After hitting the mainland Obama surrounded himself with Davis's spiritual heirs. "I chose my friends carefully," he wrote in Dreams. "The more politically active black students. The foreign students. The Chicanos. The Marxist professors and structural feminists and punk-rock performance poets." With his new friends, Obama discussed "neocolonialism, Franz (sic) Fanon, Eurocentrism, and patriarchy" and flaunted his alienation. Dr. John Drew has confirmed that the Obama he met at Occidental College was a "Marxist planning for a Communist style revolution."
The literary influences Obama cited include radical anti-imperialists like Fanon and Malcolm X, communists like Langston Hughes and Richard Wright, and tyrant-loving fellow travelers like W.E.B. DuBois. "Joseph Stalin was a great man," DuBois wrote upon Stalin's death in 1953. "Few other men of the 20th century approach his stature." In Dreams, Obama gave no suggestion that this reading was in any way problematic or a mere phase in his development. He moved on to no new school, embraced no new worldview.

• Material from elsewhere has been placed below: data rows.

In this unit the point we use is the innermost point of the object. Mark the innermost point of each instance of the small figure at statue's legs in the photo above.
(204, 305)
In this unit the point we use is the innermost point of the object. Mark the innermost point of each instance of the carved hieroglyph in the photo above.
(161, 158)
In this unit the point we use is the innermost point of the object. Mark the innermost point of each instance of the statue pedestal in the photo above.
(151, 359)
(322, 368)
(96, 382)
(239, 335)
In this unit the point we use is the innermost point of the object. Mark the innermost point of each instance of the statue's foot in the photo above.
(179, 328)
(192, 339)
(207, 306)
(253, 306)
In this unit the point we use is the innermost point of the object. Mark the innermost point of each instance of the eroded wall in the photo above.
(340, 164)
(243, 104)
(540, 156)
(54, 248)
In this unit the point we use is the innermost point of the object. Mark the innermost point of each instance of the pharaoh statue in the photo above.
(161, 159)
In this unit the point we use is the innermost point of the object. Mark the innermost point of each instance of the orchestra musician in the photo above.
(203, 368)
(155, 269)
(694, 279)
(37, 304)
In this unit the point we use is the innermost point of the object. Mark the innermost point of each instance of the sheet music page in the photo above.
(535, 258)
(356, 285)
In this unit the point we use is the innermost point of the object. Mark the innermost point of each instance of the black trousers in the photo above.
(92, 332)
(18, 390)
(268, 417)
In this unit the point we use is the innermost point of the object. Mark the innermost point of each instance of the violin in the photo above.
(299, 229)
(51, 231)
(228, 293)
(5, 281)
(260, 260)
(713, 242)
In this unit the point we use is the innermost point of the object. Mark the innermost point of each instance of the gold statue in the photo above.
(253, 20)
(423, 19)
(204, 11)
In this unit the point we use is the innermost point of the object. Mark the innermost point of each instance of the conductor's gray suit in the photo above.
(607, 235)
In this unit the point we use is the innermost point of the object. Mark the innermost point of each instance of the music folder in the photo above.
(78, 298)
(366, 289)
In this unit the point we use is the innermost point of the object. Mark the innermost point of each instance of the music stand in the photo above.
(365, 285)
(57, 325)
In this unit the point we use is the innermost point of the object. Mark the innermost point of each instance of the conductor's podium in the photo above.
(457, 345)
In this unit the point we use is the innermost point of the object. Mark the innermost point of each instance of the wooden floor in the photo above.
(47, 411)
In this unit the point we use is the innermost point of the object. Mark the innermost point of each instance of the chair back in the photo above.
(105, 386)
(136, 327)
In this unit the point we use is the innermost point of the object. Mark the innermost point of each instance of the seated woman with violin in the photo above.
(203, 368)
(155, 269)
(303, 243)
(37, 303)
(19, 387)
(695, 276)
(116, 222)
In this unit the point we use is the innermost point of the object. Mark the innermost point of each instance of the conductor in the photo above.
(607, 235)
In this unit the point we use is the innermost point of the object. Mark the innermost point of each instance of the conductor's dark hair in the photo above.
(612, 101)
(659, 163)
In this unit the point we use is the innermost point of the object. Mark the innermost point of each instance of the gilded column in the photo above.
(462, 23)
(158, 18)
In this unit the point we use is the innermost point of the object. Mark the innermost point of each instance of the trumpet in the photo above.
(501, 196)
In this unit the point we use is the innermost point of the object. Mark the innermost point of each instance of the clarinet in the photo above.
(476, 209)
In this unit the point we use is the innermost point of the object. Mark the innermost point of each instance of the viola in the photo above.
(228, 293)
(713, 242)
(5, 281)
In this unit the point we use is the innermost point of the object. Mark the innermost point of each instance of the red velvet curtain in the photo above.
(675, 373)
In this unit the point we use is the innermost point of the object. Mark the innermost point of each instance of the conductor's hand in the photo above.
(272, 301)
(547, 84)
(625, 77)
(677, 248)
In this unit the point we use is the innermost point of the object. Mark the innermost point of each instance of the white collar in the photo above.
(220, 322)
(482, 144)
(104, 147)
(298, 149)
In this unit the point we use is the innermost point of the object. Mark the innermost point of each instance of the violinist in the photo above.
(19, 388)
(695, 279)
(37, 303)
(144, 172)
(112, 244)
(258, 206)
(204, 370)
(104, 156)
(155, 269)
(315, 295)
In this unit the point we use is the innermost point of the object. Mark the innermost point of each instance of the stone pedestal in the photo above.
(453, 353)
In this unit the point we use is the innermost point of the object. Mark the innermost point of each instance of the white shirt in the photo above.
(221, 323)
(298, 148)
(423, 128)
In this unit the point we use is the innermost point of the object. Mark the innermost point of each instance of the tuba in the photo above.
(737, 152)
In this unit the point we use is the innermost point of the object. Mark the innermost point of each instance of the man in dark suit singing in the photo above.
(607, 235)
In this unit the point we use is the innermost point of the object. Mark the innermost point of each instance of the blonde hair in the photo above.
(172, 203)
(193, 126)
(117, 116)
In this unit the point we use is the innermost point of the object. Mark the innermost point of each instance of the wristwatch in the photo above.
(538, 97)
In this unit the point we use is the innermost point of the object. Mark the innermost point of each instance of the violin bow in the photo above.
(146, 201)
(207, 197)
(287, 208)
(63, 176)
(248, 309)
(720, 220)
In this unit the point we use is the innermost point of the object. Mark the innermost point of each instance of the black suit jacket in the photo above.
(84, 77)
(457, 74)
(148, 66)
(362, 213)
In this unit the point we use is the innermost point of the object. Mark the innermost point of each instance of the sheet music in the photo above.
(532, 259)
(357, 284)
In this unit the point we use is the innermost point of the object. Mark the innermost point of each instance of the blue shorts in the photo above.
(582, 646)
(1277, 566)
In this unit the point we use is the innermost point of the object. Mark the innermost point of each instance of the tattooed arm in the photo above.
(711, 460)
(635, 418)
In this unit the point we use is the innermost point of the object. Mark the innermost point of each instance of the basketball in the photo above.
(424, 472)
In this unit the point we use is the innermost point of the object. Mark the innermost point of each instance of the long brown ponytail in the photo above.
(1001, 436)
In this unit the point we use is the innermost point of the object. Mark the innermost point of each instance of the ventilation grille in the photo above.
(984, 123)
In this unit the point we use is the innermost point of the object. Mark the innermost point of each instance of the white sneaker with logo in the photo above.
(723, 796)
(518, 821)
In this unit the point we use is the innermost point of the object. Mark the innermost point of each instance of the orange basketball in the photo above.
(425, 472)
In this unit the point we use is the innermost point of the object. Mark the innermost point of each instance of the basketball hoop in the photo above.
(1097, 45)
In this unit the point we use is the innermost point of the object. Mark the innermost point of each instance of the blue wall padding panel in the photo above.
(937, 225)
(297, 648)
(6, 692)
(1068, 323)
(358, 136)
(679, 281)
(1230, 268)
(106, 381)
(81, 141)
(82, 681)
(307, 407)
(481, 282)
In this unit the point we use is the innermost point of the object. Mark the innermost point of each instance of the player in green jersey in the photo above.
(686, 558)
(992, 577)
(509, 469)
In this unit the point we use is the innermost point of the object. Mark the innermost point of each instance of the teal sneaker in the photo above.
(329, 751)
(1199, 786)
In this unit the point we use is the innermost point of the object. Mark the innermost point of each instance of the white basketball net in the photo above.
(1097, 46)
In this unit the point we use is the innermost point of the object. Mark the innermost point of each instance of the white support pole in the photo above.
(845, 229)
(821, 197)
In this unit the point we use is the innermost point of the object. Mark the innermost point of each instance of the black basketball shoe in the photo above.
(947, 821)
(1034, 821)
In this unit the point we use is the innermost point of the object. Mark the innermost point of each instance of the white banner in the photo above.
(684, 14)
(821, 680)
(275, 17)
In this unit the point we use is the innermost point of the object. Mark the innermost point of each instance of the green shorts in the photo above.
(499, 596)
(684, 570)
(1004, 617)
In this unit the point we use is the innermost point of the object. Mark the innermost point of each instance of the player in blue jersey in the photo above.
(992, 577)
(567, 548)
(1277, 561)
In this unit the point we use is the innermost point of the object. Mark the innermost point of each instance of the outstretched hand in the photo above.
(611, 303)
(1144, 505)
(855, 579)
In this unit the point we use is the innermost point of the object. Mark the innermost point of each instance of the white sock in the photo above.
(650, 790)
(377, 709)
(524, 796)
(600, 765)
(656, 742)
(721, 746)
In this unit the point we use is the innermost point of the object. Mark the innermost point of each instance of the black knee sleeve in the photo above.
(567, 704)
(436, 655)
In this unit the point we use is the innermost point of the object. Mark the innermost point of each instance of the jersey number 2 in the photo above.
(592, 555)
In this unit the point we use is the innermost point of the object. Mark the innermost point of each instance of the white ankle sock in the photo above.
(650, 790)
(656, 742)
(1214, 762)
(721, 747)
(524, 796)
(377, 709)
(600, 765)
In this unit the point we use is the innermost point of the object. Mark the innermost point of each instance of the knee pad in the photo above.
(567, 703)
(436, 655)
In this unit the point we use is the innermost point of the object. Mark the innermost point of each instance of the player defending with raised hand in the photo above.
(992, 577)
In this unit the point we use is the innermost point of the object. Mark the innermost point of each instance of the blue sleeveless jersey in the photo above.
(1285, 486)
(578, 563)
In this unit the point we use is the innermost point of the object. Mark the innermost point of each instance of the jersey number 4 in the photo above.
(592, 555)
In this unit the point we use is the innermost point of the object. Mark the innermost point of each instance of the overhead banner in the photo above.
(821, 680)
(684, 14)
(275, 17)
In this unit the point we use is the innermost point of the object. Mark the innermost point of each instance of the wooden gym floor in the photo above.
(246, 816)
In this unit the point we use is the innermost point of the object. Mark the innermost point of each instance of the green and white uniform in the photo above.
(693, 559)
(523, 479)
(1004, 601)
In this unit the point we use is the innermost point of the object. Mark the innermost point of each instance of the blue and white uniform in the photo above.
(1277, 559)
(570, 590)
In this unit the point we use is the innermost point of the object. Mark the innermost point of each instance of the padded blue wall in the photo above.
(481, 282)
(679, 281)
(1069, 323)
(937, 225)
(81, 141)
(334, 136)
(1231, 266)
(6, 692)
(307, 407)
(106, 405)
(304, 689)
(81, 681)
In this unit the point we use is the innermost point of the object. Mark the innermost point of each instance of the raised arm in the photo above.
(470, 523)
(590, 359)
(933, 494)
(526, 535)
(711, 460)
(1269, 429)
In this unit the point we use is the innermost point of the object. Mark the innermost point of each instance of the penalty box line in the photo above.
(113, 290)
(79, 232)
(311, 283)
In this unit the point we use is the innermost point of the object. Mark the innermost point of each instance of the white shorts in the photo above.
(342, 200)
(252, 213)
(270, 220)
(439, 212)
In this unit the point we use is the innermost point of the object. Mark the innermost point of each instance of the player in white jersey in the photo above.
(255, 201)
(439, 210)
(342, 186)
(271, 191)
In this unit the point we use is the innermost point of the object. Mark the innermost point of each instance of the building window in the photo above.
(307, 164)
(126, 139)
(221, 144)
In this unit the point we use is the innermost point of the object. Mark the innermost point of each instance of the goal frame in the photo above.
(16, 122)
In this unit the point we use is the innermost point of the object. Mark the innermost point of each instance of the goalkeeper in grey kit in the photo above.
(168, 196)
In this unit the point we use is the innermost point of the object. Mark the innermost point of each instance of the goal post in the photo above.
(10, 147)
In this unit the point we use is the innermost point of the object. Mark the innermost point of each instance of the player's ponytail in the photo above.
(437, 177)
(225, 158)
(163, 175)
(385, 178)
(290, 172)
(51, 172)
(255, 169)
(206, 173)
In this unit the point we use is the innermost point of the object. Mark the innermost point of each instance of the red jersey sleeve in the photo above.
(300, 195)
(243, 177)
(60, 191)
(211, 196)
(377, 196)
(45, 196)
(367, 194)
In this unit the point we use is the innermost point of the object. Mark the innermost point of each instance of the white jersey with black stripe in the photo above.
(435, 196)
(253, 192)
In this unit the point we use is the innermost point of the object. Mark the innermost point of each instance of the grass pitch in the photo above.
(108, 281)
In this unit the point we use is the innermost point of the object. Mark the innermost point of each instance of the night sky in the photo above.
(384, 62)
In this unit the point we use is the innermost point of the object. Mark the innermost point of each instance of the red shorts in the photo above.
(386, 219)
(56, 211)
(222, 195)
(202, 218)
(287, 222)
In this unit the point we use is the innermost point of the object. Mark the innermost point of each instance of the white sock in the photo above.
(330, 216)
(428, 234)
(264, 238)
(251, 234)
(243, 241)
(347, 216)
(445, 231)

In April 2009 in Strasbourg, France, in response to a question about America's role in the world, Obama let that worldview slip through. "I believe in American exceptionalism, just as I suspect that the Brits believe in British exceptionalism and the Greeks believe in Greek exceptionalism," he said. In other words, he did not believe in American exceptionalism at all.
In these last few months, the world has seen what happens when an intellectual lightweight with no fixed principles beyond the vestigial Marxism of his youth faces off against an unscrupulous post-Marxist survivor like Putin. For those paying attention, it wasn't hard to predict.
In 1975, when Obama was goofing off through his freshman year at an elite Hawaiian prep school, twenty-two year old Putin joined the KGB. The opportunistic Putin stayed with "the organs" until 1991 when he schemed his way out of the abortive KGB-backed putsch against Mikhail Gorbachev. "As soon as the coup began," said Putin later, "I immediately decided which side I was on." That same year Obama -- in his own words, "someone who has undoubtedly benefited from affirmative action programs during my academic career" -- secured an unearned berth in the Ivy League at Columbia University,
In 1995, both Putin and Obama got political. The wily Putin, always one step ahead of the law, took control of the Saint Petersburg branch of the pro-government Our Home Is Russia political party. In 1995, terrorist emeritus Bill Ayers, recognizing Obama's puppet potential, finished writing Obama's memoir, got Obama appointed chair of the Chicago Annenberg Challenge grant, and held a fundraiser for his state senate run in his Chicago home.
For the next eighteen years, the resourceful Putin finessed his way through the occasionally lethal minefield of Russian politics. Obama meanwhile was wafted aloft by his own breezy rhetoric and the overheated passions of his deluded followers, including, unfortunately, most of the mainstream media.
When Putin shot Obama's balloon down over Syria no one should have been surprised. As America first learned at Benghazi, you can fake your way through college, fake your way through the Senate, even fake your way through the presidency, but you can't fake your way through a civil war in the Middle East.